In response to government, industry, student and central University calls for initiatives to enhance graduate employability as a means for improved employment outcomes, a faculty within an Australian university formulated a five-year Work Integrated Learning (WIL) strategy (2015-2019). The Faculty goal was to re-new, develop, implement and evaluate scalable and sustainable intentional WIL-focused authentic curricula across every undergraduate Science, Technology, Engineering and Mathematics (STEM) course by the end of 2019. A ‘WIL Leadership Framework’ underpinned the whole-of-course team approach. This paper reports on the change-management processes and behaviours necessary to effect change from the bottom-up.
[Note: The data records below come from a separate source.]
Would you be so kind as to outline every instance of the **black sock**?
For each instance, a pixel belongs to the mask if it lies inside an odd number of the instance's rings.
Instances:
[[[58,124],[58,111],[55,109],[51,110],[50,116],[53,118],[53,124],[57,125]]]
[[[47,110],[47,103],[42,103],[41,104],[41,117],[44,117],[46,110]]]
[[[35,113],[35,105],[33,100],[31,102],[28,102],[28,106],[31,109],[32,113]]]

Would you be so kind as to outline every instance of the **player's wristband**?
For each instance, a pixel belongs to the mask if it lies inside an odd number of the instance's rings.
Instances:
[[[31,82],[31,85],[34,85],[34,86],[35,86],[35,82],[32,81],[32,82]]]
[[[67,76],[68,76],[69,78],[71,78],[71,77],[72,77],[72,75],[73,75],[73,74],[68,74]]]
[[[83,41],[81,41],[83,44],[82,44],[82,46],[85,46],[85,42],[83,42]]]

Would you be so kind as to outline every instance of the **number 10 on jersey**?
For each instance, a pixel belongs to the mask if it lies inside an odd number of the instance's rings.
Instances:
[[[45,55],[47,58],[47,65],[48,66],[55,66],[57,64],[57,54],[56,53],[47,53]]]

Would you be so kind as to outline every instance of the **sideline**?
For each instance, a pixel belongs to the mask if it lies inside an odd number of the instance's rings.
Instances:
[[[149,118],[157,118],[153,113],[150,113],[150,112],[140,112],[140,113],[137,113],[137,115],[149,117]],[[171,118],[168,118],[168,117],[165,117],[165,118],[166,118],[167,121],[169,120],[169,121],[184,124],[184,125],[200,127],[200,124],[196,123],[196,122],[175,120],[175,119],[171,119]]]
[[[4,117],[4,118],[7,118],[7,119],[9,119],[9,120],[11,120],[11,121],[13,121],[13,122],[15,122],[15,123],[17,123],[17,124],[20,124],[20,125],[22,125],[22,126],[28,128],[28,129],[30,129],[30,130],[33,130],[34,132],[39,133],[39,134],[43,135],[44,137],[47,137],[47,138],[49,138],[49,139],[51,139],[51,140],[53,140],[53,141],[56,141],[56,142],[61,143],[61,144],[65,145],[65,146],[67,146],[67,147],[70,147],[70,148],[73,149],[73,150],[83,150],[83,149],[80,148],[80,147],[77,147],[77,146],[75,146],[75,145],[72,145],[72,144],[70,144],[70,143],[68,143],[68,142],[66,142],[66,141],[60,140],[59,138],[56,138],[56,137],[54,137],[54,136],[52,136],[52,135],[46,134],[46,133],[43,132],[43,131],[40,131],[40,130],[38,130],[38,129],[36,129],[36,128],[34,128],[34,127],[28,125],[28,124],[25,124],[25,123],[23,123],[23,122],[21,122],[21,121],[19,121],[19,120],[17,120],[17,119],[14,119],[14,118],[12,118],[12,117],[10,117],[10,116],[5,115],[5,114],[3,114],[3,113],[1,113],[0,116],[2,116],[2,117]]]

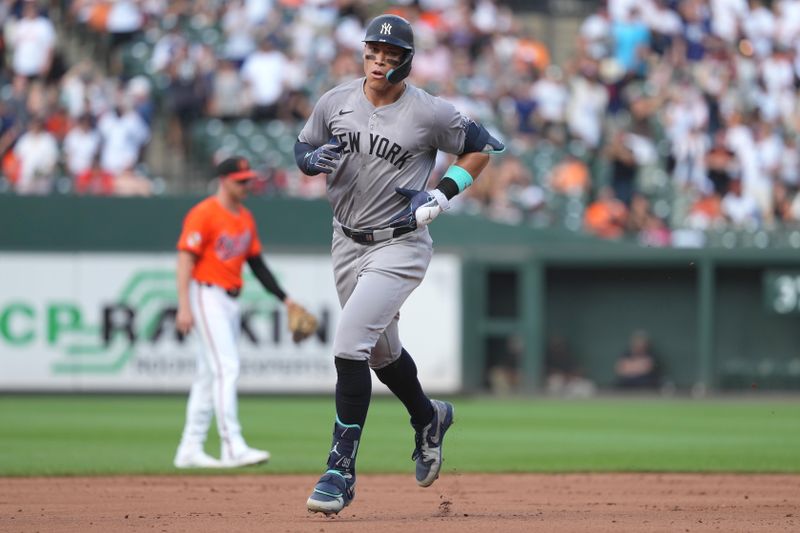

Fostering academic staff capacity to build course-appropriate WIL curriculum has been slow and subtle and yet significant refinements to intentional and embedded WIL curriculum have occurred through a series of grounded research studies and curriculum renewal projects. WIL champions (the innovators), earmarked as change agents for enabling scalable curriculum transformation and renewal, were ‘hunted-out’ and nurtured. Their role was to influence teachers to enact context-specific and discipline-based WIL experiences into the curriculum. The main research findings to date reveal that STEM-specific WIL frameworks, concepts and assessment examples, presented as scholarly curriculum choices by WIL experts, and then actively and collegially discussed amongst the WIL champions and WIL early adopters, has been the most effective process to date for developing a WIL centred curriculum. The paper concludes by addressing the current operational goals predicated to have an impact on graduate employment for the Faculty.